What tests are required for ASTM A335 P5 steel pipes before shipment?
Mandatory inspections include chemical composition analysis (spectrometer), mechanical property testing (tensile strength, hardness), hydrostatic testing (1.5 times the working pressure), and nondestructive testing (ultrasonic or eddy current). High-temperature pipes also require impact testing (such as Charpy V-notch). All inspections must comply with ASTM A335 and ASME SA335 standards and produce a third-party certified report.
How can defects in P5 steel pipes be detected through nondestructive testing (NDT)?
Ultrasonic testing (UT) can detect internal cracks and inclusions; radiographic testing (RT) is suitable for volumetric defects in welds; eddy current testing (ET) is used for surface cracks; and magnetic particle testing (MT) is only suitable for ferromagnetic materials (P5 requires magnetization). When selecting a method, consider the defect type, pipe diameter, and wall thickness. Automated phased array UT can improve inspection efficiency and accuracy.
What is the difference between ASTM A335 and ASME SA335 standards?
ASTM A335 is a material standard, and ASME SA335 is its equivalent, adopted version of the Boiler and Pressure Vessel Code. The technical content is essentially the same. However, the ASME version adds additional requirements for special applications such as nuclear power plants (such as more stringent impact tests). The intended use must be clearly specified when purchasing. If the pipe is to be used in ASME-certified equipment, the SA335 mark must be applied.
What are the hardness testing methods for P5 steel pipe?
Commonly used are Brinell hardness (HBW, which produces a large, representative indentation), Rockwell hardness (HRC, suitable for thick-walled pipes), and Vickers hardness (HV, suitable for thin-walled pipes or small areas). Surface oxide scale must be removed before testing, and the test points should be avoided along welds. The standard requires a hardness of ≤250 HBW; a hardness exceeding this value may indicate a risk of brittleness.
How can one determine whether P5 steel pipe has deteriorated due to high-temperature service?

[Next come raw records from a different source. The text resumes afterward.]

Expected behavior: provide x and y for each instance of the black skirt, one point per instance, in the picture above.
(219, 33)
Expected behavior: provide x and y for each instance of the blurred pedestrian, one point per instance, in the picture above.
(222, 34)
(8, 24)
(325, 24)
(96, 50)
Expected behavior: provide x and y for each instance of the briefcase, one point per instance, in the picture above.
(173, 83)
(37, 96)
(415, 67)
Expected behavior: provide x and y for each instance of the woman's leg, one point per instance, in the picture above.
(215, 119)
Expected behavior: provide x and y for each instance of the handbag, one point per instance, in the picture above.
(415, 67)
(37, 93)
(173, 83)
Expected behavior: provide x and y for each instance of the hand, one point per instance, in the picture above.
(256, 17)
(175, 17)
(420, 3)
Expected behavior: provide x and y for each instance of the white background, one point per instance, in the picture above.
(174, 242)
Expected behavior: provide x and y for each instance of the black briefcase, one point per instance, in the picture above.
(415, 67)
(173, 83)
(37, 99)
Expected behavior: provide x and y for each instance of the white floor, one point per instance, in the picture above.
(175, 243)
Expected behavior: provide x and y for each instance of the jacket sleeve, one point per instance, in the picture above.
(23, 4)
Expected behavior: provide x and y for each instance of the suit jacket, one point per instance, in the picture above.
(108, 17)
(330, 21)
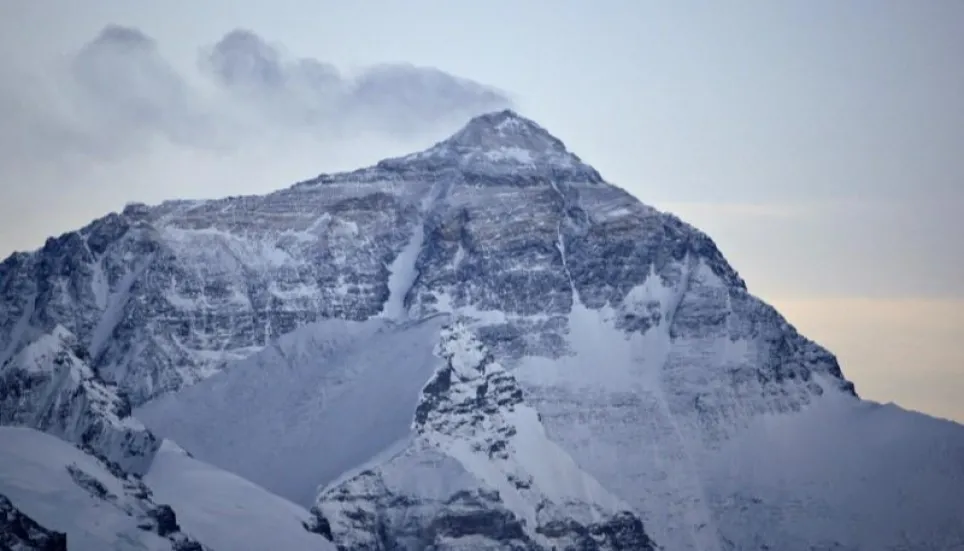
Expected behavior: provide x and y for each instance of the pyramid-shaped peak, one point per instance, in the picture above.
(501, 143)
(504, 129)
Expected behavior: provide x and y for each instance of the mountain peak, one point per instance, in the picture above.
(505, 129)
(500, 143)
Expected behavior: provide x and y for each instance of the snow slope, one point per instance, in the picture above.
(225, 511)
(313, 405)
(479, 474)
(65, 490)
(635, 345)
(49, 385)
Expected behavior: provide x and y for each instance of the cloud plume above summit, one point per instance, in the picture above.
(118, 91)
(115, 120)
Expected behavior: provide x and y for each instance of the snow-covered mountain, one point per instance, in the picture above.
(483, 345)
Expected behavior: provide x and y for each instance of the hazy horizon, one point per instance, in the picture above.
(819, 144)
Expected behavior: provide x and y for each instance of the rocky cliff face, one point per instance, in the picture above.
(20, 532)
(616, 336)
(49, 386)
(480, 473)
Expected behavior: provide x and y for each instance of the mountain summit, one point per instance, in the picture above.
(501, 143)
(479, 346)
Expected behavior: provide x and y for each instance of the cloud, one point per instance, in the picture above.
(118, 94)
(398, 99)
(116, 121)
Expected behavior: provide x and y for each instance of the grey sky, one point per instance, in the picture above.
(820, 143)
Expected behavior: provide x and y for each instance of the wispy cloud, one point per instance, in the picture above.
(118, 92)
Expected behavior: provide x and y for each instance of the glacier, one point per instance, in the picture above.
(483, 345)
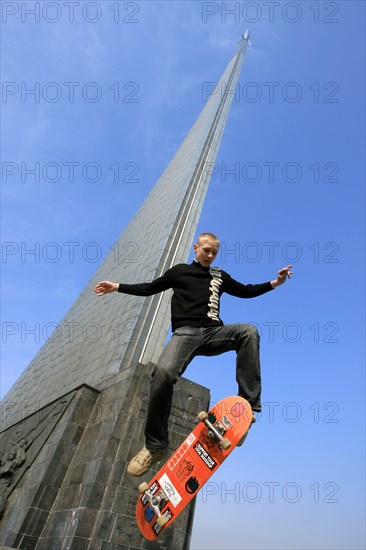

Metallography can be used to observe carbide aggregation or spheroidization. A decrease in hardness (e.g., below 20% of the initial value) indicates creep damage. Ultrasonic thickness measurement can reveal localized thinning. Composite metallography can also be used to measure the oxide layer thickness. When the pipes are severely deteriorated, they need to be replaced to avoid pipe burst accidents.